Il y a eu peu d’attention de l’utilisation insistante du président de l’acronyme « ISIL » [Etat Islamique en Irak et au Levant, EIIL] pour décrire les forces sunnites qui se déchaînent actuellement à travers l’Irak, exécutant l’armée irakienne et créant une nouvelle population massive de réfugiés dans une région déjà instable.

À l’exception de Reuters et maintenant de l’Associated Press, la plupart des organes de presse n’ont pas réferré à l’ISIL [EIIL] avant que le président Obama n’ait commencé à utiliser le terme, qui renvoie à l’Etat islamique d’Irak et du Levant. Mais quand Obama a utilisé le terme 5 fois le 13 Juin, et 16 fois dans son discours d’ouverture à West Point, le 19 Juin, il se servait de son discours d’intimidation pour faire le point.

La plupart, comme cette publication, continuent d’utiliser l’acronyme ISIS largement accepté, pour l’Etat islamique d’Irak et de Syrie ou al-Sham, mais les deux décrivent la même organisation meurtrière. La différence est que le Levant décrit un territoire beaucoup plus large que simplement l’Irak et la Syrie. Il est défini comme ceci: Le Levant se compose aujourd’hui de l’île de Chypre, Israël, la Jordanie, le Liban, la Syrie, la Palestine, et une partie du sud de la Turquie.

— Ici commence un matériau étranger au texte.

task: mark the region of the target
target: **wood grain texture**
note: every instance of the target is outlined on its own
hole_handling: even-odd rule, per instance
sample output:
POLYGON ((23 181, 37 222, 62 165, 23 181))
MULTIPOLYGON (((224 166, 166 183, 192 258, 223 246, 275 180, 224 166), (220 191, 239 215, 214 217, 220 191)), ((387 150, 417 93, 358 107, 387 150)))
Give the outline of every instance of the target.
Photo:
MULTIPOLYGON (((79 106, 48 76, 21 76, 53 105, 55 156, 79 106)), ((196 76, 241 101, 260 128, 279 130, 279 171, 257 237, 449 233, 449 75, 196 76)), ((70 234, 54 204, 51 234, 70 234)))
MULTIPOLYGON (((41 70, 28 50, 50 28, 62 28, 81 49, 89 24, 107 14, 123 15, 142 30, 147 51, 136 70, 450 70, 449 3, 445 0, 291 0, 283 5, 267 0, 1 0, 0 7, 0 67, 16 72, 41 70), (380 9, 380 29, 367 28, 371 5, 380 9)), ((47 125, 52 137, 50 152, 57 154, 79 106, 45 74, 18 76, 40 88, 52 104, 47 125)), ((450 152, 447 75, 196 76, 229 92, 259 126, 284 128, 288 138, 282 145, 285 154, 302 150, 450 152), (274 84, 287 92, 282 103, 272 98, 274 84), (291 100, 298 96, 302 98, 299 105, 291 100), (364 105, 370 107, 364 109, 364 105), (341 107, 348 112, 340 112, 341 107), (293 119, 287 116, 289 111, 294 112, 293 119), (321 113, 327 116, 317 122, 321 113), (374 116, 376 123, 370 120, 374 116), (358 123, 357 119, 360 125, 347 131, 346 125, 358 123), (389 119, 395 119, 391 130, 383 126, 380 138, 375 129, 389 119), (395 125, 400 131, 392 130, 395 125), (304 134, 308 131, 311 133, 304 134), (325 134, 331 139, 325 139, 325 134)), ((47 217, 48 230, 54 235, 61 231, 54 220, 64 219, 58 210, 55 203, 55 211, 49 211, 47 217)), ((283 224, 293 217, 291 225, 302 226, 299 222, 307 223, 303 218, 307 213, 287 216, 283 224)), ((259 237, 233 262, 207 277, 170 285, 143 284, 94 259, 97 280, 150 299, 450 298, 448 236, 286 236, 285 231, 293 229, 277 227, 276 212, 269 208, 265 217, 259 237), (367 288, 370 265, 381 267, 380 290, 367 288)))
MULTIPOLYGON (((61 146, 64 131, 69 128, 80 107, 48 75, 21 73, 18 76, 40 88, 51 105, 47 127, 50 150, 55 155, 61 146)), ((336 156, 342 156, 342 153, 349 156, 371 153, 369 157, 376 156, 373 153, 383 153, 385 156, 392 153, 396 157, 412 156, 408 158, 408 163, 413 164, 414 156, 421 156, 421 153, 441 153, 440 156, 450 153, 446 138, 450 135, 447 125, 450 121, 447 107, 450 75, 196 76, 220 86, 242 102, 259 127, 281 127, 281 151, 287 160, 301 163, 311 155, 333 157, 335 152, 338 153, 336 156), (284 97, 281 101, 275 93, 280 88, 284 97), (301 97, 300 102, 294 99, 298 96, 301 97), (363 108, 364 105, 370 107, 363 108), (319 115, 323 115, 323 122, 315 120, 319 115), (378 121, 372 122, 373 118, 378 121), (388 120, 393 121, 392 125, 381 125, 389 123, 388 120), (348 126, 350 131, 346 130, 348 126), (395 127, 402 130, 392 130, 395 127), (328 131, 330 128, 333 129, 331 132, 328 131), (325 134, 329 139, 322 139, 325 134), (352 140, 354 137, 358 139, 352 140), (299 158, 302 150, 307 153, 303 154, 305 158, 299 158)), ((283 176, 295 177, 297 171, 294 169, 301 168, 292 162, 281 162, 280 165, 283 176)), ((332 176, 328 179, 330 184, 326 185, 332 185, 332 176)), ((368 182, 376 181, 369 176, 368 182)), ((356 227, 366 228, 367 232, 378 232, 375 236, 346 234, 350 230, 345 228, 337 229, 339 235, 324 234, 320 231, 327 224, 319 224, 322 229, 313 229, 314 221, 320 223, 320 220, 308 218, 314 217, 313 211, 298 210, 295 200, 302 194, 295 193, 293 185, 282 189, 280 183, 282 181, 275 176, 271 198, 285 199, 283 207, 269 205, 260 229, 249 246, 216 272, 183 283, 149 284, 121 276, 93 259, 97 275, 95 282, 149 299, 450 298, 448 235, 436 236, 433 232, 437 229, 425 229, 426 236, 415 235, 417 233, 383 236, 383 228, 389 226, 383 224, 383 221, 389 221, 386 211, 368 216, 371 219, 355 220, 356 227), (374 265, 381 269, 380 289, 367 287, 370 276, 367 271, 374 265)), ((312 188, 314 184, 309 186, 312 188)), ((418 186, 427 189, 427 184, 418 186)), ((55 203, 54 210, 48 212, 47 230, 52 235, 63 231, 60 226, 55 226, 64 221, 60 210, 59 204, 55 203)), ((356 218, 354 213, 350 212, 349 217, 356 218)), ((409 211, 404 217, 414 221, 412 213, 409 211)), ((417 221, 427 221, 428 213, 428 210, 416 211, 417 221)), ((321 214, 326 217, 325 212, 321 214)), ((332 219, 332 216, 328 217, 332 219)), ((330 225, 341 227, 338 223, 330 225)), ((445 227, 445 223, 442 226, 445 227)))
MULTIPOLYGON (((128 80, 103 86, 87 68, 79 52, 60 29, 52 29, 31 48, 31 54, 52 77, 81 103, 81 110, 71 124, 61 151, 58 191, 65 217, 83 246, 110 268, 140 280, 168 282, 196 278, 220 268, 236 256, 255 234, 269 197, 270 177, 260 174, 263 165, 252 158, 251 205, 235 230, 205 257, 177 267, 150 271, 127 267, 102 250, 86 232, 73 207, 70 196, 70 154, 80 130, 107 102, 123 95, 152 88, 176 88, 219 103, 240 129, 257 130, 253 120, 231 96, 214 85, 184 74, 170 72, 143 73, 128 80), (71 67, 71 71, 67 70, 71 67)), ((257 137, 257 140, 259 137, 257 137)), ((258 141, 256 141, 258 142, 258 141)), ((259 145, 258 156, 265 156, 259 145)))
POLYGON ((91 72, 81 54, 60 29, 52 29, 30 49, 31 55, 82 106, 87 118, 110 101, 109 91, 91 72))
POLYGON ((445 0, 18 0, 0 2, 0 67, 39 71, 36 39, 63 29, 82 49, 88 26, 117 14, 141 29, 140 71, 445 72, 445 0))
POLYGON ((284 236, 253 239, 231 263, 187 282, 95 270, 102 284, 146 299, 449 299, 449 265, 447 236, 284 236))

Pourquoi Obama préfère ISIL [EIIL]? Une « armée » de cette ampleur territoriale détourne l’attention hors des deux pays que beaucoup croient définir l’échec continu d’Obama au Moyen-Orient. Très probablement, il préfèrerait éliminer le lien entre le chaos en Irak avec son inaction en Syrie. Mieux que l’instabilité dans un pays où nous avons imposé tant de sang et de prix reste la faute de George W. Bush. Le président a déjà été noirci de bitume pour avoir échoué à obtenir un accord sur le Statut des Forces avec le Premier ministre al-Maliki, qui aurait permis un contingent de troupes américaines à rester en Irak.